‘Life was never the same again’: In conversation with Sir Bradley Wiggins on his cycling career and rise to fame

The Tab sat down with Sir Bradley Wiggins to discuss his career, success, and plans for the future

On 17 March, The Tab sat down with Sir Bradley Wiggins during his visit to the Cambridge Union to discuss his cycling career, experience of fame, and plans for the future.

Wiggins is a former British professional cyclist who competed professionally from 2001 to 2016. In 2012, he won both the Tour de France and an Olympic Gold, becoming the only rider to have ever won both in the same year. From 2004 to 2016, he was Great Britain’s most decorated Olympian, with eight medals in total.

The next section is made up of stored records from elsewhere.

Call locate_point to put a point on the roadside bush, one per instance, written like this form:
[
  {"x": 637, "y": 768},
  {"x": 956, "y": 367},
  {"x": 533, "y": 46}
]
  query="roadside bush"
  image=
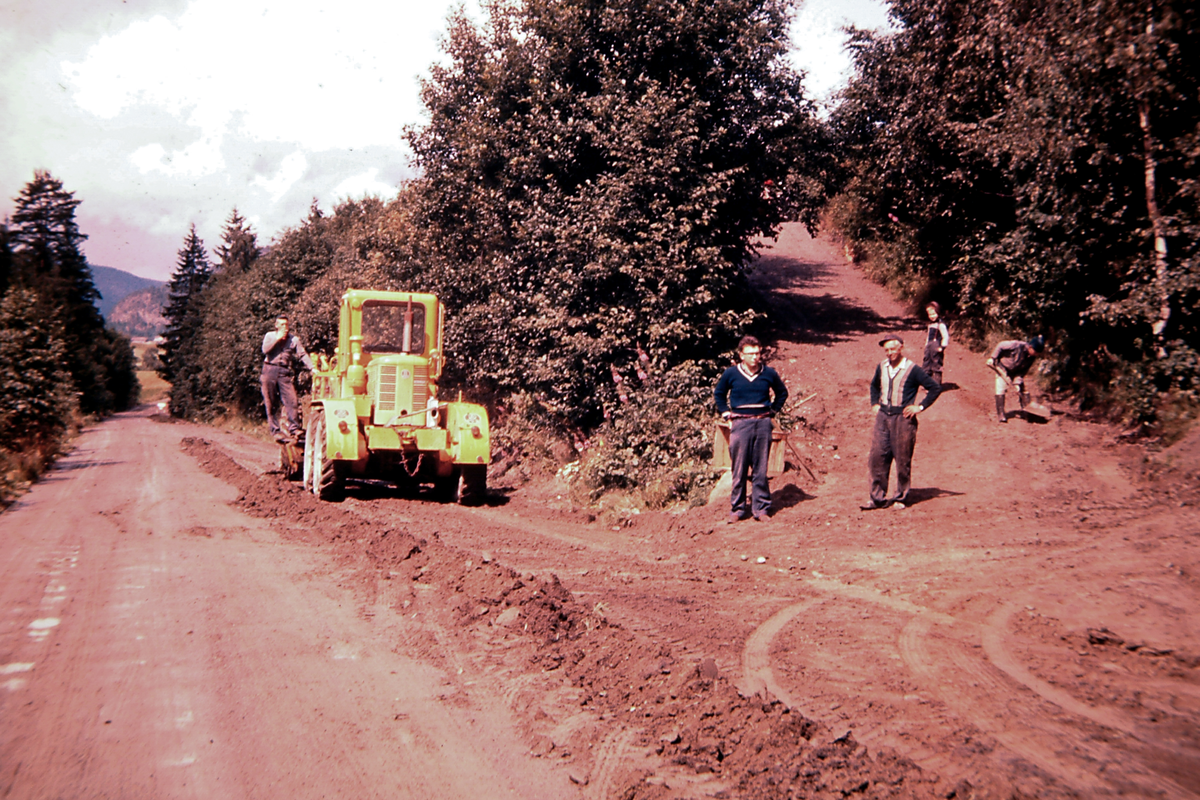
[{"x": 658, "y": 441}]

Sir Bradley Wiggins speaking at the Cambridge Union. (Image credits: Nordin Ćatić)

Rise to fame

We began by discussing Wiggins’ experience in 2012, and his sudden rise to immense fame as a result of him winning the Tour de France and only a week later, an Olympic Gold in the men’s individual time trial. Wiggins described the period as “horrible […] in so many ways,” detailing how although he could be trained to win his races, he could never be trained for the subsequent success and its side effects.  He described how over the years he has “fleeted back and forth […] and wished it hadn’t happened,” adding that after 2012, “life was never the same again.”

Reflecting on his experience of the professional cycling world, Wiggins described how it made him “a dreadful person,” describing how “you have to be selfish, you have to put everyone else second. […] your life is the centre of the world in terms of everyone around you. And everyone has to put up with it because this is what they have to do, this is the sacrifice you have to make.” He said this was a common experience amongst elite athletes due to the nature of professional sport.

A busy chamber at the Cambridge Union (Image credits: Nordin Ćatić)

The cycling world

Discussing his experience of professional cycling, Wiggins portrayed a “cut-throat world,” with the perceived “big, happy family” being actually “just a functioning machine of a team”. In particular, holding the number one position was accompanied by significant pressure, as “you’re there to be shot at from everyone else, your teammates as well.” He blames the money involved in elite sports for creating this environment. Since leaving the professional cycling world, he describes how many of his connections are now “like ex work colleagues” rather than the “friends for life” that he thought they were at the time. Speaking later at the Cambridge Union, Wiggins described how he never really loved cycling, it was just “always about winning.”

However, Wiggins remarked on the different nature of the current cycling world, noticing a shift from the hierarchical world that he entered when he began: “You had to earn your time […] and there was a lot more respect within the Peleton for older riders” which allowed “bullying” to occur. He detailed how now, it has changed to be so “the fastest man wins”, based on merit rather than career. He states this has “changed the whole […] dynamic of the sport, really. For the better.”

Wiggins was exposed to the cycling world for his entire life as his father, Gary Wiggins, was also a professional cyclist. However, his father left home when he was a baby and he did not meet him again until he was 19. He described the difficulty that accompanied this relationship, and how he was brought up hearing about his father, with his cycling traits being “glorified,” alongside what Wiggins’ described as his “bad traits […] as a person.”

Wiggins’ son, Ben, is following in his footsteps, and became the European Champion in the 2022 junior track points race. Wiggins expressed support for him, suggesting he has the potential to “be better” than himself. However, Wiggins prefers to remain relatively uninvolved in his cycling career, prioritising being “a stable role model for him in a father figure sense,” emphasising that “cycling is not everything.”

Sir Bradley Wiggins answering questions from the audience at the Cambridge Union. (Image credits: Nordin Ćatić)

The Future

Turning to the future, Wiggins discussed how he has now taken a step back from cycling, after being “too involved with cycling for so many years […] I just kind of wanted to do something else.” Since leaving cycling he has tried out other sports, including rowing and boxing. He also described how he has been working for the National Society for the Prevention of Cruelty to Children and Mind charity.

Despite not having any set plans, Wiggins remains optimistic, as “things come along when you least expect them.” His priority is now embracing his role as a father to his children.